Correspondance de Gustave Flaubert/Tome 7/1418

Louis Conard (Volume 7p. 91-93).

1418. À SA NIÈCE CAROLINE.
Mercredi soir minuit, 26 novembre 1873.

J’ai reçu tantôt à 2 h ½ un télégramme de vous qui me demande de mes nouvelles. Mais, mon pauvre chat, voilà la troisième (et même, je crois, quatrième) lettre que je vous adresse ! La première était « poste restante » et la seconde à l’Hôtel du Kung-Karl. Peut-être n’ai-je pas mis suffisamment de timbres ? car le facteur m’a dit, dimanche, en prenant ma lettre, qu’il fallait 12 sols ! Les autres n’en avaient que huit. Je suis bien fâché, ma chérie, de te donner de l’inquiétude. Il me semble pourtant que ce n’est pas ma faute. Au moins, as-tu reçu le télégramme d’aujourd’hui ?

Je vois avec plaisir que le voyage ne t’a pas fatiguée ! Quelle gaillarde ! Aller au musée, tout de suite, en débarquant ! Et tu es bien gentille ! tu n’oublies pas Vieux ! Un bon baiser pour te récompenser.

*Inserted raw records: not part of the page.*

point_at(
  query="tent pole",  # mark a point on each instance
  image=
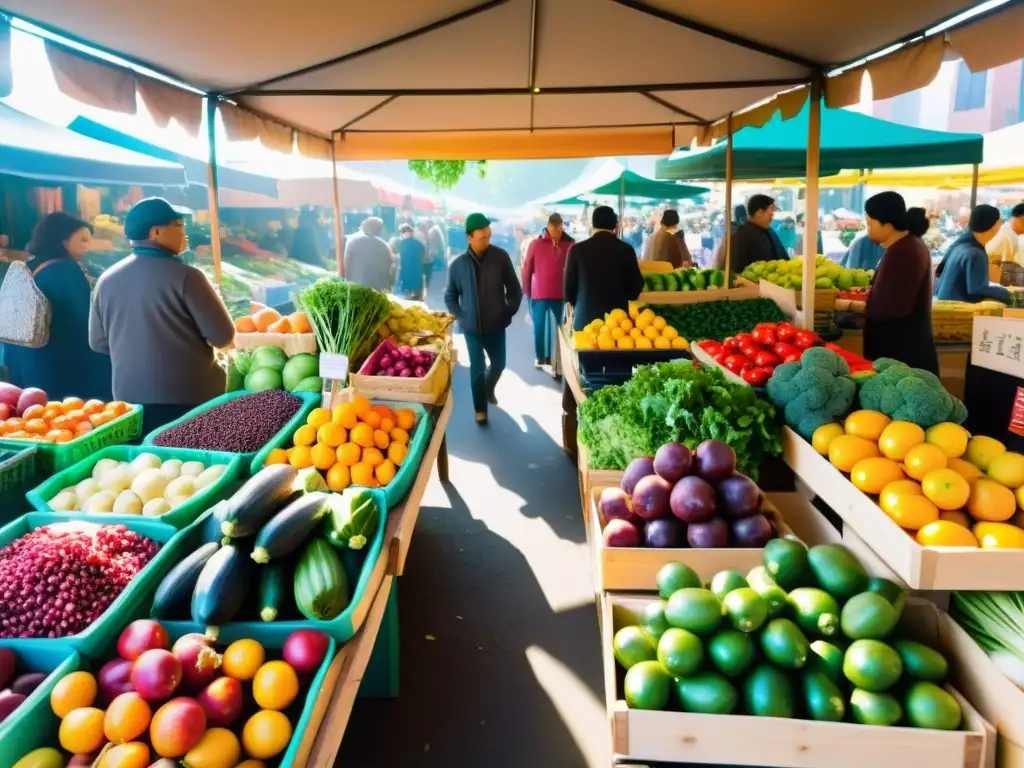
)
(211, 184)
(339, 236)
(811, 204)
(727, 245)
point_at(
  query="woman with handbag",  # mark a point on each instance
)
(66, 366)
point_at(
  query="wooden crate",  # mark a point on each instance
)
(741, 739)
(920, 567)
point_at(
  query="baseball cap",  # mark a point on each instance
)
(476, 221)
(147, 213)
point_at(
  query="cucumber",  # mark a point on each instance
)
(321, 583)
(271, 589)
(290, 527)
(252, 505)
(222, 588)
(174, 593)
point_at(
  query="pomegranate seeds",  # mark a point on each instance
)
(57, 580)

J’ai fini le Candidat, comme tu sais. J’ai télégraphié à Carvalho que je l’attendais. Ledit Carvalho m’a répondu qu’il viendrait vendredi ou lundi ; au reste, qu’il me ferait savoir demain le jour précis de son arrivée. Ainsi, ma prochaine lettre te dira le résultat de cette lecture. Grande affaire ! Advienne que pourra, après tout ! Je me suis remis à mes lectures pour Bouvard et Pécuchet, et même aujourd’hui j’ai avalé un volume et demi de l’abbé Bautain, la Chrétienne, qui m’a très intéressé. Cet homme-là connaît le monde de Paris à fond.

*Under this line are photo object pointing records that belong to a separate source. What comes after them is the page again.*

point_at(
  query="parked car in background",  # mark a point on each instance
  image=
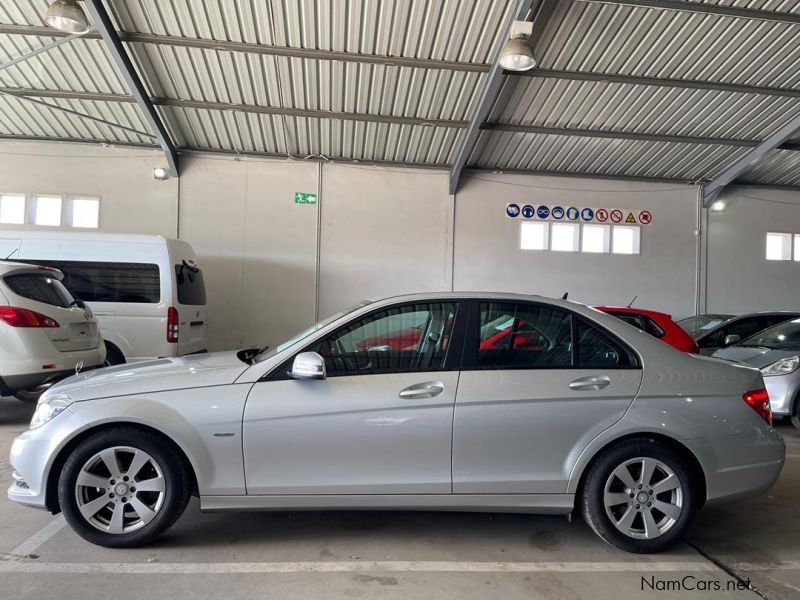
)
(45, 332)
(735, 329)
(594, 416)
(776, 351)
(146, 291)
(699, 324)
(659, 325)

Dimanche, j’ai fait chez Lapierre la connaissance de Mme P*** que je trouve une personne très bien. Il n’est sorte de bêtises que je n’aie dites à ce dîner, et je crois que j’ai été très loin ! mais la société était indulgente. La cause de ma gaieté était d’être débarrassé du Candidat !

En fait de politique, nous allons être, pour quelque temps, dans le calme. Raoul-Duval, depuis qu’il a voté à plusieurs reprises contre la Droite, a « reconquis sa popularité » ! Il est sûr maintenant d’être réélu.

Ce soir, au Gymnase, première représentation de Monsieur Alphonse, comédie en trois actes d’Alexandre Dumas. On s’attend à un très grand succès.

L’Événement de dimanche annonçait que Carvalho était présentement chez moi, pour entendre la pièce qui doit succéder à l’Oncle Sam.

J’ai reçu la note de Guilbert : Mille francs en tout (ce qui n’est pas cher), et immédiatement j’ai écrit à Daviron pour qu’il envoyât 1 000 francs à Paris. Depuis plusieurs jours, il fait chaud et extrêmement humide. Les murs suintent ; on est dans le brouillard et dans l’eau. Aujourd’hui, cependant, le soleil s’est remontré. À l’heure qu’il est, minuit, je travaille la fenêtre ouverte ; la nuit est noire et tranquille, et je laisse mourir mon feu. Et toi, pauvre loulou, as-tu froid ? Comment vas-tu ? et la toux d’Ernest ? et ses affaires ? et « tes succès de société » ? Écris-moi très longuement, si tu en as le temps. Il y a aujourd’hui quinze jours que tu m’as quitté. J’espère que dans un mois nous ne serons pas loin de nous revoir. Ma vie continue à se passer sans le moindre épisode. Ma seule distraction m’est fournie par Julio, qui joue avec son petit d’une manière attendrissante. L’autre jour, quand il a reconnu Laporte, il s’est mis à trembler de tous ses membres, à sauter, à japper et à pleurer. Nous en étions si émus que nous en sommes restés béants. On aurait dit une personne humaine.

Mes compliments sur tes talents d’allemand. Voilà ce que c’est que d’avoir une « belle éducation ». T’amuses-tu au musée ? Rapporte-moi des tableaux pour orner mon domicile, et surtout rapporte-toi en bel et bon état.